Трудности представляю себе очень хорошо. Родная речь — питательная среда поэзии. Тут важны все изменения, которые претерпевает язык; каждая речевая ситуация может породить новые стихи. Известно, что оглохший человек через некоторое время начинает плохо говорить, утрачивает правильную речь. Так и поэт, потеряв связь с родным языком, может прекратить писать на нем. Слава Богу, с Бродским этого не произошло; думаю, в силу его дарования и ума — понимания опасности, которая грозит ему, и готовности ее преодолеть.
Анатолий Найман цитирует в своей книге Ахматову, сказавшую по поводу "дела Бродского": "Какую биографию делают нашему рыжему, как будто он специально кого-то нанял"[155]. Видите ли вы в феномене Бродского слияние дара и судьбы?

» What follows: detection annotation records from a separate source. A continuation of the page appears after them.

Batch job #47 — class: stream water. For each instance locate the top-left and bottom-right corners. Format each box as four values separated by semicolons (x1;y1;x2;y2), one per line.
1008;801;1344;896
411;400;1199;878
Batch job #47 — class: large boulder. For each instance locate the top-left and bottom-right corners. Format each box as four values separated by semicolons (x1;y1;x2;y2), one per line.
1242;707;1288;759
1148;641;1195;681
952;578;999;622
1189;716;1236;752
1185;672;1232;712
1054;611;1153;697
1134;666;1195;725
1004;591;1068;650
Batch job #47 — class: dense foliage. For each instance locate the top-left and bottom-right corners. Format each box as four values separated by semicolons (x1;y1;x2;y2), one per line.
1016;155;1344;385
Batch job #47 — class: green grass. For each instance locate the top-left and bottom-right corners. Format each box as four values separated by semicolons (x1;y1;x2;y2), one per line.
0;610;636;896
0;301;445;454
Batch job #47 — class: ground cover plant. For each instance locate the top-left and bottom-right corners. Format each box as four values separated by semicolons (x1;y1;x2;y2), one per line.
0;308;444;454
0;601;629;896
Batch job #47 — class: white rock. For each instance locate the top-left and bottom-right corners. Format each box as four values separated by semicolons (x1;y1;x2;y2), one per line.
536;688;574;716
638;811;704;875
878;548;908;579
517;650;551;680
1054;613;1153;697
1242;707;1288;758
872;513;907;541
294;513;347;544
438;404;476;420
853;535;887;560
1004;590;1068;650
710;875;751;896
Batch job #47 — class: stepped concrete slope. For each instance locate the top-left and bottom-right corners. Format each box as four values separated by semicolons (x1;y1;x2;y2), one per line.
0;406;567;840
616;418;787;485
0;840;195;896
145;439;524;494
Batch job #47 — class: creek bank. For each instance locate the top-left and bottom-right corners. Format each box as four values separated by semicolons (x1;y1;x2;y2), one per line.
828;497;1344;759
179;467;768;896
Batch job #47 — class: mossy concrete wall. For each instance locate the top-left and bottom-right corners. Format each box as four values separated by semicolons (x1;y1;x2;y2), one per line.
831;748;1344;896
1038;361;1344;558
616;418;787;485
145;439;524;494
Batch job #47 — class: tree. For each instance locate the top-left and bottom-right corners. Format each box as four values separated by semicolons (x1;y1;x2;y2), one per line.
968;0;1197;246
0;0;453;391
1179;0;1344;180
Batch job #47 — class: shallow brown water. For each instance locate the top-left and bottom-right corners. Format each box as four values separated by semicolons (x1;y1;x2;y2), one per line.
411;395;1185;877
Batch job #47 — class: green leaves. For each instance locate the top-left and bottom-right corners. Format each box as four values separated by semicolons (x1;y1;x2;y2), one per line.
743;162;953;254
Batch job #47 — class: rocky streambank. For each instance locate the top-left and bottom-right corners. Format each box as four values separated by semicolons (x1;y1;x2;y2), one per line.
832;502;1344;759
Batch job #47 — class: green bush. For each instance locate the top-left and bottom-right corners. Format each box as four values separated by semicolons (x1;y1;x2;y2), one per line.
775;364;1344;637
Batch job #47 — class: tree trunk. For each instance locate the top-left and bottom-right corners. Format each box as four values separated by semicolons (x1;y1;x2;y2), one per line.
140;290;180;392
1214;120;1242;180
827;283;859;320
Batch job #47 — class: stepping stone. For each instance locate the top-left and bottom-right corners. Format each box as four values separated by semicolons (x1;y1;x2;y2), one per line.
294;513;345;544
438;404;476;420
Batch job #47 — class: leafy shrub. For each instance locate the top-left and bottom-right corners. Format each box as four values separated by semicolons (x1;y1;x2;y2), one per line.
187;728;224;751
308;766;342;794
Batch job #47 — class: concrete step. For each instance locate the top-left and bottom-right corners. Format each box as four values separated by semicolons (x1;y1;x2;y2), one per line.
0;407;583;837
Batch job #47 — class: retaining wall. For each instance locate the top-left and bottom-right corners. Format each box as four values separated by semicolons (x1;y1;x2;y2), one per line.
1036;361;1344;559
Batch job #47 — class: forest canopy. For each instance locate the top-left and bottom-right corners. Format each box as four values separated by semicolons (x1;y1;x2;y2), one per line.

К сожалению, у нас часто поэзию подменяют биографией. Я не согласна с ахматовским пониманием биографии (или судьбы). Мне кажется оно старомодным. С моей точки зрения, биография — дело десятое. У Баратынского или Тютчева ее, можно сказать, "не было". А Мандельштаму ее навязали. Возможно, биография сыграла в мировой славе Бродского известную роль, но, мне кажется, последнее время он тяготится биографией и предпочитает разговор о самих стихах.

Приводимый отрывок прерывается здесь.